Read An Accidental American: A Novel Online
Authors: Alex Carr
Tags: #Fiction, #Beirut (Lebanon), #Forgers, #Intelligence Service - United States, #France
To my surprise, the man’s directions proved to be accurate, and I found the old dairy easily, about halfway down a dead-end alley. The azulejo that had served as the dairy’s billboard had seen better days. Some of the tiles were cracked or missing, and those that were left were scarred and stained, but the milkmaid, sketched in delicate blue, was as lovely as ever, her ample bosom and coquettish smile perfectly intact.
Other than a black-and-white cat curled in the shelter of a nearby doorway, the alley showed no signs of life. The ramshackle buildings were closed up tight, windows shuttered and locked. The dairy itself had obviously been vacant for some time.
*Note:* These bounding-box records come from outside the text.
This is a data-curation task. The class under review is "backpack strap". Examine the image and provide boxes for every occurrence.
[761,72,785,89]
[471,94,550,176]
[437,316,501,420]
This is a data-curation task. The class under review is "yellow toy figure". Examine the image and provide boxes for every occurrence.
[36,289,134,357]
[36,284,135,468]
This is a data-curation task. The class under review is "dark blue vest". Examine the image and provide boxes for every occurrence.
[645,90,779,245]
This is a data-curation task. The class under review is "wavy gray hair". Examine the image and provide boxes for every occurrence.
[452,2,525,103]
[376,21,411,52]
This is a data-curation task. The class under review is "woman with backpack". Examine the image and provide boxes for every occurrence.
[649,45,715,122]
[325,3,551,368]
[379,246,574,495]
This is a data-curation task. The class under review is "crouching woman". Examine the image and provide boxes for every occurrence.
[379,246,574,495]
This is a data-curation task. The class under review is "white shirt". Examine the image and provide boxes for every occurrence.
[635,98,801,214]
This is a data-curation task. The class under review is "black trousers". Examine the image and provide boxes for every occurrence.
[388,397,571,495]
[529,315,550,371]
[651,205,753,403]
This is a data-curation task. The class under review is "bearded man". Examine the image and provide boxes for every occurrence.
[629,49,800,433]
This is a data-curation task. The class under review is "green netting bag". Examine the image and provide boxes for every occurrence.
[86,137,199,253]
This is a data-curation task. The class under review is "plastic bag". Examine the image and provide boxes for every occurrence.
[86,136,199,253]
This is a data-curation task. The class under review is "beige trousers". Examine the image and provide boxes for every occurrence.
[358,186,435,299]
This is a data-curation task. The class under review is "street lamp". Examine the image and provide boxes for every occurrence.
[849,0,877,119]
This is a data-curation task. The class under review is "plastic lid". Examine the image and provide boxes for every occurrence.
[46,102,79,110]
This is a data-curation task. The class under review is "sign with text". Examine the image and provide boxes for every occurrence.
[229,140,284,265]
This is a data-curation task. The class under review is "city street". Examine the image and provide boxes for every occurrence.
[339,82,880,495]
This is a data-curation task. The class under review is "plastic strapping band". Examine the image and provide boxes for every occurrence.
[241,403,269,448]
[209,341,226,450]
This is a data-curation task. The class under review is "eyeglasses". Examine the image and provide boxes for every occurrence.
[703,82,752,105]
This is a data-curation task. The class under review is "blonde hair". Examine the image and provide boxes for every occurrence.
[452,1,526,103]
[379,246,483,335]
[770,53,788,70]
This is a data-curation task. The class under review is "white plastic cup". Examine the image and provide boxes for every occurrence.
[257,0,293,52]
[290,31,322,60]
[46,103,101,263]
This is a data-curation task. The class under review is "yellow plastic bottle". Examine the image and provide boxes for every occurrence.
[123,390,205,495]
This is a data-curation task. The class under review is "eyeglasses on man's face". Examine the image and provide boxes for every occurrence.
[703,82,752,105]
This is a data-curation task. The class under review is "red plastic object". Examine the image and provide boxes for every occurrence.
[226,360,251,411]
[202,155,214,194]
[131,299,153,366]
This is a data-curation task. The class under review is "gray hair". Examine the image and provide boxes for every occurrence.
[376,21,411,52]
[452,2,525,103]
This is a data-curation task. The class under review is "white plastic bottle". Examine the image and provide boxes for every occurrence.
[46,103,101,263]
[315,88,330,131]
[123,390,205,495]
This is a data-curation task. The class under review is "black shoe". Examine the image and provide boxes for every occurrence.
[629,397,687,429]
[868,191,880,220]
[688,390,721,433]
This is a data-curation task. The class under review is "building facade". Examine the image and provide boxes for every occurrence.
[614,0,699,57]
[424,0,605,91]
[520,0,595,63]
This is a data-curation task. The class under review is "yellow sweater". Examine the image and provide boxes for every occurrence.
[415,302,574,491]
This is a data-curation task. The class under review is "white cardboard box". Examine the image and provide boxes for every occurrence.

I started into the overgrown passage on the building’s left side, and the cat climbed out of her doorway and bounded ahead of me, meowing loudly as she scaled the rust-pocked iron stairway that led to a small landing and windowless door on the dairy’s second floor.
Searching the ground for something to get me past the padlock that I could see hanging just above the door’s knob, I picked up a broken piece of iron railing and started upward.
The cat mewled again and scratched impatiently at the door. Waiting for something, food, water, affection, or all three, something she’d gotten here in the past. She looked well fed, but in a strange way, all belly. Pregnant, I thought.
Nudging her gently aside, I wedged the tip of the broken rail beneath the hasp and pulled, praying the corroded iron would hold. The screws groaned and snapped, threads tearing through the jamb’s ancient wood. I pulled again, mustering all my strength, throwing my weight behind the bar, and the screws popped free.
With the hasp gone, the door opened easily. The cat rushed past me as I tightened my fist around the iron rail and made my way forward, taking in the makeshift apartment and its spartan furnishings.
Along the far wall was a narrow cot, the mattress dressed in mussed sheets and a blanket. Next to the cot, a doorway opened onto a rudimentary bathroom. Closer to the front door was the kitchen, with a refrigerator, a grimy sink and hot plate, and two rows of open cabinets that held a coffee canister and an assortment of chipped dishes.
In the middle of the room was a crude desk, a long, thick piece of plywood propped on four hefty crates with a powerful swing-arm lamp attached to either end. Clues to the apartment’s real purpose, I thought. Bulbs bright enough to see the tiniest mistake by. And on the floor to the right of the desk, a combination digital printer, copier, and scanner.
In my day we’d had the one-hour rule, the time it took to clear a space of anything incriminating. And by now? I wondered. Twenty minutes? Ten? The way things worked today, a laptop was enough computer for almost any job, and in the end you could just fold it up and walk away. No doubt that’s exactly what Rahim had done, for there was no computer to be seen, and nothing else of any interest, either.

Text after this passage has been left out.